PostgreSQL Slow Count() Workaround
You may also be interested in this. It’s a far more elegant solution, if you only need the entire number of rows in a table.
MySQL zealots tend to point to PostgreSQL’s slow count() as a weakness, however, in the real world, count() isn’t used very often, and if it’s really needed, most good database systems provide a framework for you to build a workaround. The reason MySQL has fast counts, is because, they’re cached. This works in MySQL because MySQL uses serialized INSERTs, but higher grade DBs are transactional, and PostgreSQL uses MVCC, so caching row counts produces inaccurate results.
Here’s an example count() workaround for PostgreSQL, using a combination of PL/PgSQL and TRIGGERs.

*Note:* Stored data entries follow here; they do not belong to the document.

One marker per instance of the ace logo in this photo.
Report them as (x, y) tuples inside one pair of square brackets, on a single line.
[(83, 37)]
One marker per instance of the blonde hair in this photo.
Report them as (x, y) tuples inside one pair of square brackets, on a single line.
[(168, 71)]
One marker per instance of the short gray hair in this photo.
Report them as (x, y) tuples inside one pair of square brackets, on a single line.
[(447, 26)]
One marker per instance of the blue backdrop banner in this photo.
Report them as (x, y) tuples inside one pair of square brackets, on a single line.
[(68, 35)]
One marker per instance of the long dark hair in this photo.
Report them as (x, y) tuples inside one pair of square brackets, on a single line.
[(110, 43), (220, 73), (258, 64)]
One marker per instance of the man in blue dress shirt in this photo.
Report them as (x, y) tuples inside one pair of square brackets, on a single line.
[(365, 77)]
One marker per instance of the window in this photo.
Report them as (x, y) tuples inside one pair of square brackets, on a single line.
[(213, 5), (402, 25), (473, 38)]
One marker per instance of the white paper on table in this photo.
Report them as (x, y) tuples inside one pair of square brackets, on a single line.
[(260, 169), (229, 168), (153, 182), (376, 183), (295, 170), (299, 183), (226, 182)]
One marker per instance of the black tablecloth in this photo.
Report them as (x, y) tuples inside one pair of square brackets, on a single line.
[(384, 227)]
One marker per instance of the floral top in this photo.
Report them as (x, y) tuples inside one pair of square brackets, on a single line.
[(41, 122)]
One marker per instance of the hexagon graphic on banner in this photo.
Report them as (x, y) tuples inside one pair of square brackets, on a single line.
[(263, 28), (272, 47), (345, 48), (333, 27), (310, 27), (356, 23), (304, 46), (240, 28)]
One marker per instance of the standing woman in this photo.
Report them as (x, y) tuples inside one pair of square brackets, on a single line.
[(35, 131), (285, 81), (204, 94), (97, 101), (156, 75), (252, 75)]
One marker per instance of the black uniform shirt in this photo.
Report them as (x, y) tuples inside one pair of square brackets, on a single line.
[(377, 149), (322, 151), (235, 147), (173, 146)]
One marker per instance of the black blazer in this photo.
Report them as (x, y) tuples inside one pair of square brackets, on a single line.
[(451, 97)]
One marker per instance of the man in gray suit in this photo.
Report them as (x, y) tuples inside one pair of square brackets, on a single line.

You could certainly extend this model, adding more columns to the cached rows table, so you can simulate SELECT count(id) WHERE foo = ‘bar’, although you’d have to add a TRIGGER for UPDATEs.
--- This table will be used as a dummy table,
--- that we wan't to get a count() from.
CREATE TABLE tbl1 (
id INTEGER
);
--- This table is where the cached counts will be stored
CREATE TABLE tbl1_num_rows (
num_rows INTEGER NOT NULL
);
--- Function to update the count in tbl1_num_rows,
--- on an INSERT
CREATE OR REPLACE FUNCTION tbl1_up_rows_insert ()
RETURNS TRIGGER AS $$
DECLARE
row RECORD;
BEGIN
--- Auto-add record
SELECT INTO row num_rows FROM tbl1_num_rows;
IF NOT FOUND THEN
INSERT INTO tbl1_num_rows VALUES (0);
END IF;
UPDATE tbl1_num_rows SET num_rows =
((SELECT num_rows FROM tbl1_num_rows) + 1);
RETURN NEW;
END;
$$ LANGUAGE plpgsql;
--- Function to update the count in tbl1_num_rows,
--- on a DELETE
CREATE OR REPLACE FUNCTION tbl1_up_rows_delete ()
RETURNS TRIGGER AS $$
DECLARE
row RECORD;
BEGIN
--- Auto-add record
SELECT INTO row num_rows FROM tbl1_num_rows;
IF NOT FOUND THEN
INSERT INTO tbl1_num_rows VALUES (0);
ELSE
IF row.num_rows > 0 THEN
UPDATE tbl1_num_rows SET num_rows =
((SELECT num_rows FROM tbl1_num_rows) - 1);
END IF;
END IF;
RETURN NEW;
END;
$$ LANGUAGE plpgsql;
--- Add the TRIGGERS to tbl1
CREATE TRIGGER tbl1_up_rows_on_insert AFTER INSERT ON tbl1 FOR EACH ROW
EXECUTE PROCEDURE tbl1_up_rows_insert();
CREATE TRIGGER tbl1_up_rows_on_delete AFTER DELETE ON tbl1 FOR EACH ROW
EXECUTE PROCEDURE tbl1_up_rows_delete();

December 20th, 2007 at 5:37 am
Hi! I’m currently learning PL/PGSQL for the very same issue as well. It should be possible to reduce your code into one function by making use of the variable TG_OP which is on of INSERT, UPDATE or DELETE (depending on your create function definition):
IF TG_OP = ‘INSERT’ THEN
… do the insert stuff
ELSE
… do the delete stuff
END IF;
Furthermore in your delete function, you’re fetching the row record twice. You could use the first row record to determine whether num_rows is already at 0 (if found) and then skipping the update statement at all. Thereby the second select into row statement wouldn’t be needed:
SELECT INTO row num_rows …
IF NOT FOUND THEN
INSERT …
ELSE
IF row.num_rows > 0 THEN
UPDATE tbl1_num_rows SET num_rows = ((SELECT …
END IF;
END IF;
Yours,
Lars
December 20th, 2007 at 10:19 am
Thanks for the suggestions, I cleaned up the delete function! Like I said in the post, it’s merely an example. I wrote the entire thing in like 10 minutes
If I was writing this for an actual production database, I would certainly clean it up.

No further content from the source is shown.